Labour immigration to Ireland continued to be market led and poorly regulated and policed up to 2005 and issues of irregular employment, ‘bogus’ self-employment and an increasing use of agency workers were growing phenomena and of increasing concern within the trade union movement. While there were some rumblings about displacement of Irish workers and depression of wages there was no body of evidence to indicate a need for concern (Beggs and Pollock 2006; Doyle et al. 2006). Indeed, a number of studies found that “the evidence of any form of social dumping is neither strong nor persuasive” (Donaghey and Teague 2006: 665). A study of non-Irish workers in the labour market based on an analysis of the third quarter 2005 Quarterly National Household Survey concluded that “the case regarding displacement remains unproven” (CSO 2005). Meanwhile, the IOM report, Managing Migration in Ireland, acknowledged the existence of some exploitation of migrant workers as an issue of concern, but went on to say that overall “to date, there has not been much evidence of the negative effects to which migration can give rise” (IOM 2006: 22).

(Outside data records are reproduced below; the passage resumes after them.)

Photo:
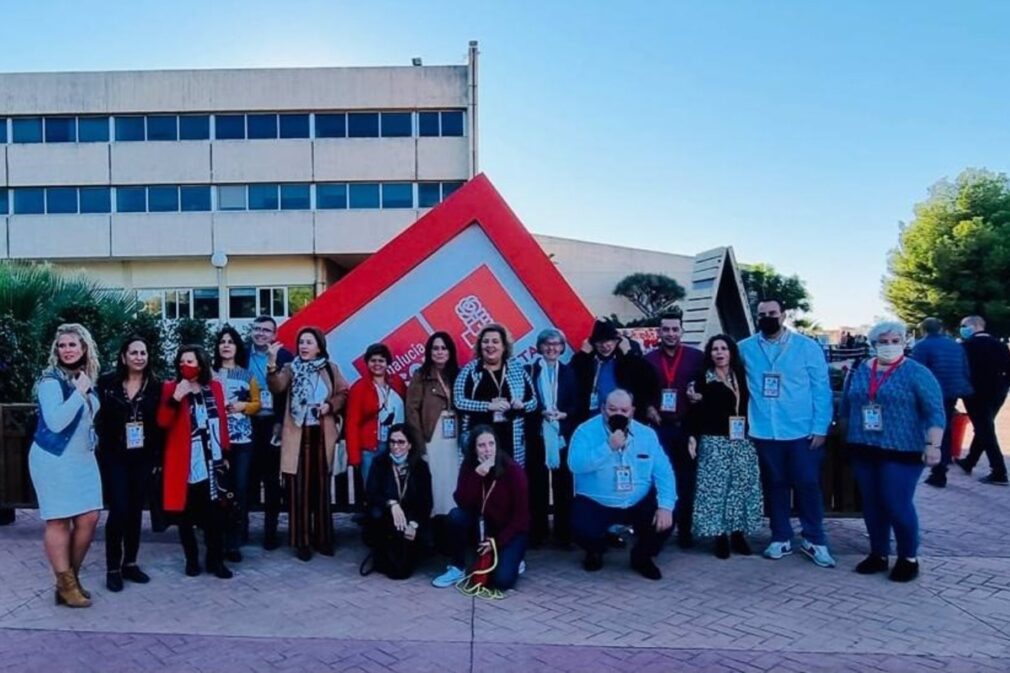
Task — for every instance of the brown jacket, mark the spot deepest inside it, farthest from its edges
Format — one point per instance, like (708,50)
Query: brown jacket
(291,434)
(425,402)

Yet there was substantial anecdotal evidence and evidence from small scale research projects of exploitation of immigrant workers. This included evidence of abuse of the work permit system, payment below JLC agreed rates of pay and below the national minimum wage, non-payment for hours worked, non-payment of overtime and holiday pay, working excessive hours as well as incidents of bullying and intimidation (MRCI, 2006a; 2006b; 2007; Hyland, 2005; Conroy and Brennan, 2003). As Krings points out “the aggregate results of relatively small-scale research on migrants clearly suggests that, at least some migrants have had to endure exploitative and abusive work conditions” (2007: 47). Also, individual union officials at a local level and representatives from relevant NGOs were regularly dealing with issues of exploitation in areas such as horticulture, hospitality and retail as well as, generally informally, domestic service (ICTU 2005; MRCI 2004; 2006a; 2006b). While some information on these permeated through, they largely remained beneath the radar. The majority of them were happening in non-unionised employments and were being dealt with by officials and activists outside of regular trade union structures. But there was a growing belief, particularly among activists within both unions and NGOs, that if some such incidents of exploitation were emerging, the lack of regulation, enforcement and oversight most likely meant there were many more that had not yet been identified. This view was compounded by the fact that, despite reports of increasing abuses, the level of workplace inspections by Department of Trade and Employment Labour Inspectors had dropped from 8,323 in 2002 to 5,160 in 2004. In the same year only 14 successful prosecutions of offending employers were carried out, with typical fines ranging from €500 to €2,000 (Allen 2007).